COVESA
- Formation: March 2009
- Type: 501(c)(6) non profit organization
- Headquarters: San Ramon, California, United States
- Membership: Automotive companies, equipment manufacturers
- Key people: Steve Crumb (Executive Director) Matt Jones (Chairman & President)
- Website: covesa.global

= COVESA =

Automotive technology alliance

Connected Vehicle Systems Alliance (COVESA), formerly known as GENIVI Alliance is a non-profit automotive industry alliance that develops reference approaches for integrating operating systems and middleware present in connected vehicles and the associated cloud services.
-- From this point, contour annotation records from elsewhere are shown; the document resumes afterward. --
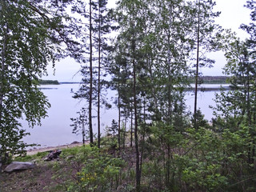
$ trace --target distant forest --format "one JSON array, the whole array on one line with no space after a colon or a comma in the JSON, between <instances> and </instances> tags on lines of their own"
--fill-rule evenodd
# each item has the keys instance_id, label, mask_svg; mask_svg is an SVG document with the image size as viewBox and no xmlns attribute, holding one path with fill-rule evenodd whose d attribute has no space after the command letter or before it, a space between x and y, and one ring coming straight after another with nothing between
<instances>
[{"instance_id":1,"label":"distant forest","mask_svg":"<svg viewBox=\"0 0 256 192\"><path fill-rule=\"evenodd\" d=\"M199 78L199 82L204 84L227 84L228 76L202 76ZM194 83L194 79L190 78L190 83Z\"/></svg>"},{"instance_id":2,"label":"distant forest","mask_svg":"<svg viewBox=\"0 0 256 192\"><path fill-rule=\"evenodd\" d=\"M40 79L38 82L39 85L59 85L58 80L42 80Z\"/></svg>"}]
</instances>

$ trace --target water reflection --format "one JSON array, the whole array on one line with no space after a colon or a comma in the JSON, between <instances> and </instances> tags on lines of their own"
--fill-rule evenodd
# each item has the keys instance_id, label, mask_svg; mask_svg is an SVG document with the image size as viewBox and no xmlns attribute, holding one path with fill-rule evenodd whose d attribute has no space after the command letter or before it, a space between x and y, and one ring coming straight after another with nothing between
<instances>
[{"instance_id":1,"label":"water reflection","mask_svg":"<svg viewBox=\"0 0 256 192\"><path fill-rule=\"evenodd\" d=\"M202 85L207 91L199 91L198 94L198 106L201 109L205 118L210 120L213 111L209 106L215 106L213 100L214 94L219 93L220 85ZM75 118L76 113L85 105L85 101L74 99L73 92L78 90L79 84L61 84L42 86L42 92L48 97L51 108L48 110L48 118L42 119L42 126L36 126L34 129L28 128L25 121L22 122L22 126L27 129L31 134L25 138L24 141L28 143L38 143L42 146L58 146L69 144L74 141L81 141L81 135L72 134L70 118ZM211 89L211 90L210 90ZM110 90L110 96L114 96L115 92ZM194 110L194 91L187 91L186 97L188 110ZM102 109L102 131L104 131L106 126L110 126L112 119L118 118L118 109L113 105L110 110ZM94 110L96 115L96 111ZM97 120L94 121L94 133L97 132Z\"/></svg>"}]
</instances>

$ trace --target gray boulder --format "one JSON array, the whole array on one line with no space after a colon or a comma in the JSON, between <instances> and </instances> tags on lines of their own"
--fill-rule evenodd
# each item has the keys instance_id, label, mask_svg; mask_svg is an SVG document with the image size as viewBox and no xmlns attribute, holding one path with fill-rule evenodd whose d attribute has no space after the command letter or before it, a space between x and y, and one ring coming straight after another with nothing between
<instances>
[{"instance_id":1,"label":"gray boulder","mask_svg":"<svg viewBox=\"0 0 256 192\"><path fill-rule=\"evenodd\" d=\"M4 170L5 172L12 172L14 170L29 170L33 169L35 167L34 162L13 162L6 168Z\"/></svg>"}]
</instances>

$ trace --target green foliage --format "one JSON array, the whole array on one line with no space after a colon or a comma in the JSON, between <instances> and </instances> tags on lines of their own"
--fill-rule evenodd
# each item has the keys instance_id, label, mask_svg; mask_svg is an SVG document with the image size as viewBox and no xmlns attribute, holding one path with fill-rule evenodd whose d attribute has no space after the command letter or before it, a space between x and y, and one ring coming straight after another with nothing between
<instances>
[{"instance_id":1,"label":"green foliage","mask_svg":"<svg viewBox=\"0 0 256 192\"><path fill-rule=\"evenodd\" d=\"M39 2L5 0L0 7L0 157L5 162L27 146L22 139L28 134L18 120L33 127L46 117L50 105L36 82L56 60L56 50L61 54L52 43L61 20L54 7L48 10Z\"/></svg>"},{"instance_id":2,"label":"green foliage","mask_svg":"<svg viewBox=\"0 0 256 192\"><path fill-rule=\"evenodd\" d=\"M113 191L118 185L123 166L122 159L98 148L74 147L63 150L53 178L62 181L66 191Z\"/></svg>"}]
</instances>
The alliance was founded as GENIVI Alliance on March 2, 2009, by BMW Group, Delphi, GM, Intel, Magneti-Marelli, PSA Peugeot Citroen, Visteon, and Wind River Systems. It rebranded as COVESA in October 2021.

== Overview ==
The industry alliance develops a common hardware and software architecture for system providers for the automotive industry. This includes Linux-based services, middleware and open application layer interfaces.

==History==
GENIVI was announced at CeBit 2009 as a new Open Source development platform for the auto industry. Its founding members included BMW, Delphi, General Motors, Intel, Magneti Marelli, PSA Peugeot Citroën, Visteon and Wind River, and its goal was to jointly develop Linux-based infotainment software. It was incorporated as a 501(c)(6) nonprofit organization. The name GENIVI was a portmanteau of Geneva and IVI, which stood for in-vehicle infotainment. In January 2016, the organization released an Automotive Grade Linux Unified Code Base distribution featuring GENIVI components, and announced new members including Ford, Subaru, Mazda and Mitsubishi Motors. In October 2021, the organization renamed itself as the Connected Vehicle Systems Alliance (COVESA), to add an emphasis on the group's work with cloud computing and data exchange. In October 2022, the group's work with vehicle operating systems and software platforms was reviewed, categorized and presented by researchers at the International Conference on Information and Communication Technology Convergence (ICTC).

==Projects==
The group's projects are divided into groups including the Common Vehicle Interface Initiative (CVII), the Android Automotive Special Interest Group (SIG), the Vehicle Payments Special Interest Group (SIG) and the Automotive Cybersecurity Team. Notable projects include the development of vehicle signal specifications (VSS) including related APIs for vehicle signals and service catalogs, as well as using service-oriented architecture to accelerate integration of new features into automotive systems. The group also works with the World Wide Web Consortium (W3C) Automotive Working Group, consisting of experts from vehicle manufacturers, suppliers, solution providers and researchers.